The default way to think about it is straightforward. Friendliness is a predicate, a quality that an AI has or lacks. A function from a system to a Boolean. (The output could be more complex; it doesn’t change the conclusion.) The input is an AI; the output is a Boolean.

The problem – or, let’s say, far from the least of the problems – with this formulation is that the function Friendly(AI) is undecidable. Proof: straightforward application of Rice’s theorem.

On the face of it, this proves too much; Rice’s theorem would seem to preclude writing any useful software. The trick is, of course, that we don’t start with an arbitrary program and try to prove it does what we want. We develop the software along with the understanding of why it does what we want and not what we don’t want, and preferably along with mechanical verification of some relevant properties like absence of various kinds of stray pointer errors. In other words, the design, implementation and verification all develop together.

This is not news to anyone who has worked in the software industry. The point is that – if and to the extent it exists at all – AI is software, and is subject to the same rules as any other software project: if you want something that reliably does what you want, design, implementation and verification need to go together. Put that way, it sounds obvious, but it’s easy to miss the implications.

It means there is no point trying to create a full-blown AGI by running an opaque optimization process – a single really big neural network, say, or a genetic algorithm with a very large population size – on a lot of hardware, and hoping something amazing jumps out. If I’m right about the actual difficulty of AGI, nothing amazing will happen, and if Eliezer et al are right and brute-force AGI is relatively easy, the result won’t have the safety properties you want. (That doesn’t mean there aren’t valuable use cases for running a neural network on a lot of hardware.

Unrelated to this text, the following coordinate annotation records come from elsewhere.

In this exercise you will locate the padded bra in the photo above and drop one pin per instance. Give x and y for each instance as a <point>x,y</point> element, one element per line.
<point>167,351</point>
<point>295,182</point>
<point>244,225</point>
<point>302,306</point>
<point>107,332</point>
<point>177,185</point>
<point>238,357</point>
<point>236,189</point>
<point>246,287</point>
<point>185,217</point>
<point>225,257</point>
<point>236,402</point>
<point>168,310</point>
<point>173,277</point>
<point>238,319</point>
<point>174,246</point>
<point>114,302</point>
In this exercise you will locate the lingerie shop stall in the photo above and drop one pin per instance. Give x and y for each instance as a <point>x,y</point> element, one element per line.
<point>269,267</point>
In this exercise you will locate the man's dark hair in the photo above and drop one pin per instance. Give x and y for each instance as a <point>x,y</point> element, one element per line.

It does mean ‘if only we can throw enough hardware at this, maybe it will wake up and become conscious’ is not one of them.)

It means there is no point trying to figure out how to verify an arbitrarily complex, opaque blob after the fact. You can’t. Verification has to go in tandem with design and implementation. For example, from https://​​www.alignmentforum.org/​​posts/​​QEYWkRoCn4fZxXQAY/​​prizes-for-elk-proposals

We suspect you can’t solve ELK just by getting better data—you probably need to “open up the black box” and include some term in the loss that depends on the structure of your model and not merely its behavior.

Yes. Indeed, this is still an understatement; ‘open up the black box’ is easy to interpret as meaning that you start off by being given a black box, and then begin to think about how to open it up. A better way to look at it is that you need to be thinking about how to figure out what’s going on in the box, in tandem with building the box in the first place.

It means there is no point trying to solve the alignment problem by pure armchair thought. That would be like expecting Babbage and Lovelace to deduce Meltdown/​Spectre. It’s not going to happen in the absence of actually designing and building systems.

It means suppressing development and shutting down progress is suicide. Death and extinction are the default outcomes. Whatever chance we have of turning our future light cone into a place where joy and wonder exist, depends on making continued progress – quickly, before the window of opportunity slams shut.

‘Design, implement and verify’ sounds more difficult than just trying to do one of these things in isolation, but that’s an illusion. All three activities are necessary parts of the job, each depends on the others, and none will be successfully accomplished in isolation.